Learn what’s safe to put in your little one’s crib—and what should stay out.

If you’re a new parent, you probably have loads of questions about your baby’s sleep. Is she getting enough sleep? When should she start snoozing through the night? What’s that strange sound coming from the baby monitor? Will she ever fall asleep without your having to be in the room with her?

But if you’re wondering what you can do to help keep your child safe at night, you can cross that question off your list. Read on for the answers.

Is it okay to let my baby sleep with a blanket at night?

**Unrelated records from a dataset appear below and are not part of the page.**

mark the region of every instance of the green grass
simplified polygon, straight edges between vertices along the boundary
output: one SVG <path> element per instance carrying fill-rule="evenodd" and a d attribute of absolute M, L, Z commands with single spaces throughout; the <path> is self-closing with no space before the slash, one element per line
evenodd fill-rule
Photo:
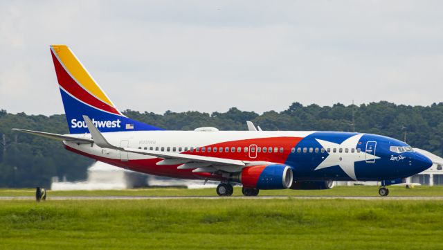
<path fill-rule="evenodd" d="M 407 189 L 404 186 L 389 186 L 390 196 L 443 196 L 443 186 L 415 186 Z M 35 189 L 5 190 L 0 189 L 1 196 L 33 196 Z M 93 190 L 93 191 L 48 191 L 48 196 L 215 196 L 215 188 L 186 189 L 186 188 L 146 188 L 122 190 Z M 234 195 L 241 196 L 240 188 L 236 187 Z M 377 186 L 336 186 L 329 190 L 260 190 L 259 195 L 284 196 L 379 196 Z"/>
<path fill-rule="evenodd" d="M 443 201 L 0 201 L 2 249 L 442 249 Z"/>

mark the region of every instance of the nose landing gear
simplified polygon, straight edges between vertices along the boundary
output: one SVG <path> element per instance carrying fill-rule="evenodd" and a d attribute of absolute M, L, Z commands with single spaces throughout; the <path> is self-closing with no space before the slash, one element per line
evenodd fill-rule
<path fill-rule="evenodd" d="M 221 183 L 217 186 L 217 194 L 219 196 L 230 196 L 234 193 L 234 188 L 229 183 Z"/>
<path fill-rule="evenodd" d="M 389 195 L 389 189 L 385 188 L 384 186 L 382 186 L 381 188 L 379 188 L 379 195 L 380 195 L 381 196 L 388 196 L 388 195 Z"/>

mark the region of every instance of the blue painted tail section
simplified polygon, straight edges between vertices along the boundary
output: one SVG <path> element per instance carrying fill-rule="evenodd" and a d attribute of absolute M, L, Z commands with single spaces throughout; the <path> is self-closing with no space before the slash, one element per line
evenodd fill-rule
<path fill-rule="evenodd" d="M 163 130 L 161 128 L 91 107 L 60 88 L 63 105 L 71 134 L 89 133 L 83 115 L 88 116 L 101 132 Z"/>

If your child is under 12 months of age, blankets should stay out of the crib—whether your baby is playing or napping. That’s because blankets can increase the risk of smothering, suffocation, or sudden infant death syndrome (SIDS). The same rule applies to pillows, comforters, bumper pads, sheepskins, soft toys, and any other soft objects. In short, the only thing that should be in the crib at night is your child.

But won’t she be cold?

It’s completely normal to worry that without a cozy blanket, babies will get chilly at night and won’t get the sleep that they need, but infants can get the proper level of warmth from what they wear to bed alone. Keep your little one’s room at a comfortable temperature (around 70 to 72 degrees) and dress him in no more than one extra layer than you would wear. Soft fabrics that breathe, such as cotton, work well and should fit your child snugly. Footie pajamas, swaddles, and sleep sacks are popular choices. Then check in on your tot every now and then to make sure that he isn’t getting too hot or cold. Your baby may be too warm if his chest feels hot, his face is red, he’s breathing quickly, and/or he’s sweating. If your baby’s chest feels cool, he may be too chilly.

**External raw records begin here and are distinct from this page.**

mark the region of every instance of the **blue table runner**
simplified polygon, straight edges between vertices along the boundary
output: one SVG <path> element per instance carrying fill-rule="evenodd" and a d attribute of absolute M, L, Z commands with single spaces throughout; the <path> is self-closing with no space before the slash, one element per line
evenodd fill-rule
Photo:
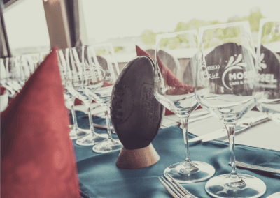
<path fill-rule="evenodd" d="M 89 129 L 88 119 L 82 119 L 85 114 L 76 112 L 78 126 Z M 94 117 L 94 123 L 106 125 L 105 120 Z M 95 129 L 98 133 L 106 130 Z M 265 134 L 264 133 L 264 135 Z M 189 139 L 195 135 L 189 133 Z M 75 142 L 74 141 L 74 142 Z M 171 197 L 158 177 L 163 176 L 169 165 L 185 160 L 185 145 L 182 130 L 172 126 L 160 130 L 152 142 L 160 159 L 155 165 L 141 169 L 124 170 L 117 168 L 115 162 L 120 151 L 98 154 L 92 151 L 92 146 L 79 146 L 74 143 L 80 190 L 88 197 Z M 244 145 L 236 145 L 238 161 L 267 167 L 280 169 L 280 152 Z M 192 161 L 202 161 L 213 165 L 214 176 L 230 172 L 228 143 L 220 141 L 190 144 Z M 280 191 L 280 175 L 249 171 L 237 168 L 237 173 L 254 176 L 262 180 L 267 191 L 262 197 Z M 206 181 L 183 184 L 197 197 L 211 197 L 205 191 Z"/>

So when is it okay to let my baby snuggle up with a blanket?

After your tot’s first birthday, feel free to place the blankie that Grammy knitted or a favorite teddy in the crib. At this age, most babies have the strength and dexterity to roll over and move blankets away from their face if needs be, which reduces the risk of SIDS dramatically. But talk to your doctor if you have any concerns about whether or not your baby is developmentally ready.